Italo Wolff – O novo arcabouço fiscal pressupõe receita crescente para justificar investimentos crescentes. As isenções não vão contra essa lógica?

Esse é o problema. Na realidade, a reforma tributária é uma tentativa de arrecadar mais, sendo que o Brasil não suporta aumento de carga tributária. A reforma ideal deveria ser neutra. Ou seja, não pode aumentar impostos, sob risco de causar desemprego descontrolado. Em parte, é o que já estamos vivendo com a evasão de nossas indústrias para o Paraguai e outros países.
A solução seria alocar melhor os impostos. Cobrar do mercado financeiro, exportações, lucros e dividendos. É claro que simplificar tudo significa arrecadar mais da média, da maioria, que já está sobrecarregada. Temos de taxar as exceções.
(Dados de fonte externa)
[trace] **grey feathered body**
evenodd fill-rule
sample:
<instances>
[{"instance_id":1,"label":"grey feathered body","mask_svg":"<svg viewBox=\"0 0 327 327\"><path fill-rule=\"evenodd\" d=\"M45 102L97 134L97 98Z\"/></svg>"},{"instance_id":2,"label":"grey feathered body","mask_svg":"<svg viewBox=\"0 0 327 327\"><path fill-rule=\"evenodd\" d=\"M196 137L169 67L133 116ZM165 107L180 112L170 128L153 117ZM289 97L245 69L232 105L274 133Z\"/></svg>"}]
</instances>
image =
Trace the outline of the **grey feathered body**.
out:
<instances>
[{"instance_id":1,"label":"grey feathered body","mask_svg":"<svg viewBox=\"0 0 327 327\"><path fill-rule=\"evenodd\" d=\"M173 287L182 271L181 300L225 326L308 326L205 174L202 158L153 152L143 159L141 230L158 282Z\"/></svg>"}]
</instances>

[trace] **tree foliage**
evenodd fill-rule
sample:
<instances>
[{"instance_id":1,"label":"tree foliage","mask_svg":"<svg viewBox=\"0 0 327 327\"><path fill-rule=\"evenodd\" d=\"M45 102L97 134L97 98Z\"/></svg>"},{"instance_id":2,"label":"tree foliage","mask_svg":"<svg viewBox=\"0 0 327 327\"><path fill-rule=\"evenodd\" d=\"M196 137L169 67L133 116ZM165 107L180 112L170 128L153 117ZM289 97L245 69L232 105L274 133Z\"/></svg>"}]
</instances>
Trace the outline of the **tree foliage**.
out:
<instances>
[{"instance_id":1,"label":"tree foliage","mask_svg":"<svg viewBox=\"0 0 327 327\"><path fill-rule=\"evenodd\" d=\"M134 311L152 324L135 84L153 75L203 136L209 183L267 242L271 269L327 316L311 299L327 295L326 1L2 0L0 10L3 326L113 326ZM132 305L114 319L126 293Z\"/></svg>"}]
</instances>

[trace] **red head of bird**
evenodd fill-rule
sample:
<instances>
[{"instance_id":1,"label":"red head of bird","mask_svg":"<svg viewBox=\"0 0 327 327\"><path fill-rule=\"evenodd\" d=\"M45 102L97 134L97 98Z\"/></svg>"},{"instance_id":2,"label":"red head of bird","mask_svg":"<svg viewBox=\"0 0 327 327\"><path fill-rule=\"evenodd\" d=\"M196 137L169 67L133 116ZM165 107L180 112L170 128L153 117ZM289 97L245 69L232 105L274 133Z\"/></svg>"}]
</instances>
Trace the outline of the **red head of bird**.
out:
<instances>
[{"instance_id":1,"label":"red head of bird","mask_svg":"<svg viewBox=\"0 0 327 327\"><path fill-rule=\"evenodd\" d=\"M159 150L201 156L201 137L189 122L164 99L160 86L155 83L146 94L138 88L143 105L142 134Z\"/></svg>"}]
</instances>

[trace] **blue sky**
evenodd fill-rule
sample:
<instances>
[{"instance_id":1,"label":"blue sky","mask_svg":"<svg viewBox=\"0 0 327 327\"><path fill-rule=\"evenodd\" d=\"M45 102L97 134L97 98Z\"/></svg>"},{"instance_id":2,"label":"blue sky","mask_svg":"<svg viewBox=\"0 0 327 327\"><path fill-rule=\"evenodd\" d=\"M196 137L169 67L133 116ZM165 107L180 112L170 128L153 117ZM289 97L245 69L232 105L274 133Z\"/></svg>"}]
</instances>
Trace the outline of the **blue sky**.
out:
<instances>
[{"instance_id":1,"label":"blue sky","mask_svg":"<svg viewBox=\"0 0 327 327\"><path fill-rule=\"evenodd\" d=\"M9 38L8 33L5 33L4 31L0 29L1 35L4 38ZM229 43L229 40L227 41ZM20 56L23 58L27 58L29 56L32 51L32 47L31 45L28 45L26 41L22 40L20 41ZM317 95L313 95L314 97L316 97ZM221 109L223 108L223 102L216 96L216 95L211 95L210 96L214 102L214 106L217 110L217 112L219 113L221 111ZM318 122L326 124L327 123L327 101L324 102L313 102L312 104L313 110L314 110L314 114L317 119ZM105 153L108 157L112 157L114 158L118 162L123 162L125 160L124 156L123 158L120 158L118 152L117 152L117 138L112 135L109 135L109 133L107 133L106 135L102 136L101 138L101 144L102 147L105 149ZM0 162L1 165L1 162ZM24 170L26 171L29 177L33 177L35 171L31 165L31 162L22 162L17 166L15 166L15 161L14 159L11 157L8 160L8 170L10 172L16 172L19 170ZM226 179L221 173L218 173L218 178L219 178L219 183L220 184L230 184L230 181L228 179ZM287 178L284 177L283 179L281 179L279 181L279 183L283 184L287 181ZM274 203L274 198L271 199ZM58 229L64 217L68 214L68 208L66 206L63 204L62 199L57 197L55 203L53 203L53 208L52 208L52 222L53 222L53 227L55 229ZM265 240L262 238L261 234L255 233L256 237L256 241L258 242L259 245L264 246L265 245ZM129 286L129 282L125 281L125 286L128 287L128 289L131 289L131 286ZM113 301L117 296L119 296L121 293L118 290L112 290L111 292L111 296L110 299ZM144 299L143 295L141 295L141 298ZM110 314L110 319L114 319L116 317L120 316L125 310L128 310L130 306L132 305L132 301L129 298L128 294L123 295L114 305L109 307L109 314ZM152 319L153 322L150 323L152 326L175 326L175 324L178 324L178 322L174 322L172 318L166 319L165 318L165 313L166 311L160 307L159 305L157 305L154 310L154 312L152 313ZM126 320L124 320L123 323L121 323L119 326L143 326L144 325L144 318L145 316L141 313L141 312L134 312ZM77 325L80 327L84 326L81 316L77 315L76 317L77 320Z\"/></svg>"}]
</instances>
Italo Wolff – Defensores da reforma dizem que ela equilibra os setores do agro, serviços e indústria. 

Essa reforma transfere carga de um setor para outro. A indústria, que é quem mais paga, transfere grande parte do encargo para o agronegócio, cuja bancada no Congresso não aceita a reforma. Afirmam que o setor não suporta o aumento para os teóricos 27% (alguns economistas falam em 30%). Mas, em parte, o setor de serviços também vai ser penalizado. 

A Confederação Nacional da Indústria (CNI) e outros representantes industriais apoiam a reforma por isso. Mas não acredito que a reforma seja boa nem para a indústria, porque ao extinguir a liberdade de estados concederem isenções, várias indústrias vão acabar sendo taxadas onde não eram.